这些英灵在关键时刻可以通过特殊仪式附身於后世皇族,拯救帝国於水火,
英魂殿沉睡著歷代皇族中的依者,也是强者的灵魂匣。
只要两大殿堂內能隨便走出几个人附身在后人身上,帝国都不至於窘迫至此。
然而在过去几个月,请英灵附身的行动都失败了。
不仅如此,还损失了三名非常出色的皇族成员。
因为三次请灵都失败,再也没有皇族成员愿意尝试请灵上身,皇帝也是愁的头髮都快白了。
这几天帝国东部蛮族和北方叛军联合起来,甚至好几次攻入帝都城內。
眼看著帝都就要陷落,位於帝都城外半山腰的夏宫也受到战火的波及。
现任皇帝法兰尼斯七世是个平庸甚至昏庸的君主,他的一生原本不会在歷史书上留下太多痕跡。
他的“丰功伟绩”也会多半来自创造史学家的努力。
如果他的后人爭气,或许会帮他多编一点功绩,如果不太行,那他在歷史书上只能留下淡墨轻彩的一笔。
然而现在不同。
法兰尼斯惊喜的发现,自己真有可能在歷史书上留下名字。
是以亡国之君的名號。
想到这里,法兰尼斯就觉得一阵头晕目眩,
就在他颓唐的坐在王座上发呆时,门外突然传来嘈杂声。
“怎么回事,卫兵呢?难道是永不陷落的夏宫要被这帮蛮子攻破了?”
法兰尼斯皇帝有些不甘心的吼了起来。
“卫兵,卫兵在哪?护驾!”
隨著他的怒吼,卫兵做出了响应。
大殿的门被端开了,端门的是禁卫军统帅。这位四十多岁的统帅有些羞愧的不敢和他对视,只是挥手招呼禁卫士兵包围他。

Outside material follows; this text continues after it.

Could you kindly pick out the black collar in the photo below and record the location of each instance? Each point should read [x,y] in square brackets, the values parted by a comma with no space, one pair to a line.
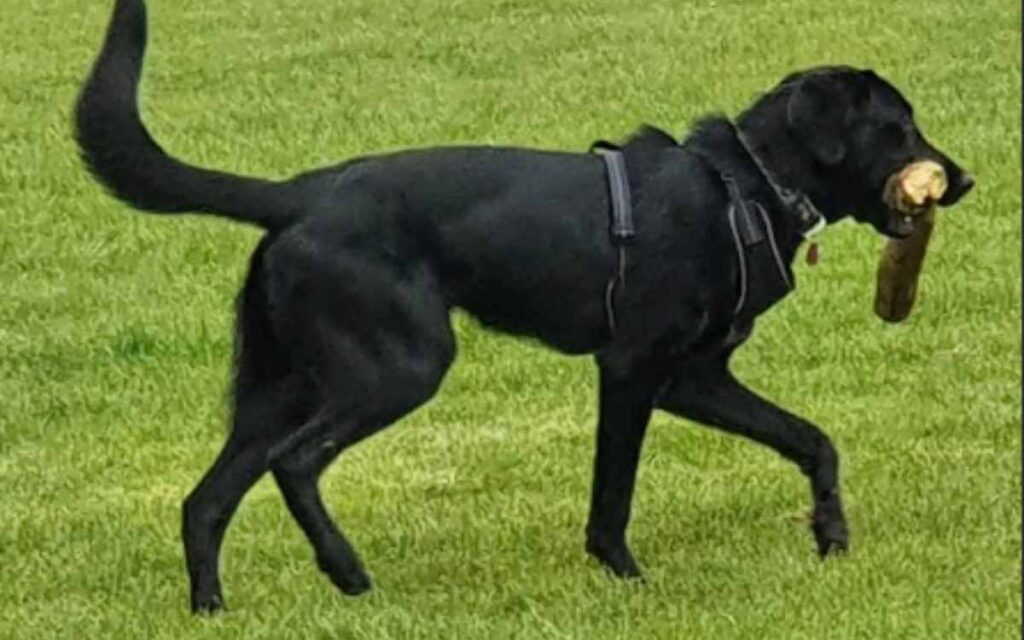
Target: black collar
[812,221]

皇帝身边还有几十名忠诚的护卫,纷纷拔出刀剑將皇帝围在中间保护起来。
但这些忠诚的卫士和造反的禁卫军相比数量实在太少。
法兰尼斯愣了几秒钟,认命般的挥了挥手。
“都住手,朕愿意接受命运的裁决。但至少告诉我,是谁想要朕的命?”
“父皇,是我。”
殿门处传来爽朗干练的声音。一名年轻人踏著血渍走进大殿。
看到自己的儿子出现,法兰尼斯有些痛苦,也有些释然。
他微笑著点点头,“弗兰,你要接手这个烂摊子?何必这样,和我说一声,这皇位我就会给你。”
“不,父皇,你弄错了,不是我要接手这个烂摊子,而是帝国在你手中成为了烂摊子。您应该谢罪。”
“弗兰!”法兰尼斯愤怒了。
他终究是弗兰的父亲,被自己的儿子这么说,他的脸上的確有些掛不住。
“父皇,在您任期內虽然没有失地,但財政收入从您继位之初的每年两千九百七十三万金幣锐减到一千五百万金幣,几乎缩水了一半。帝国每年的新生儿数量从二百七十万降低至一百九十万。”
弗兰拿出一份厚实的报告,一点不客气的向老皇帝脸上甩去。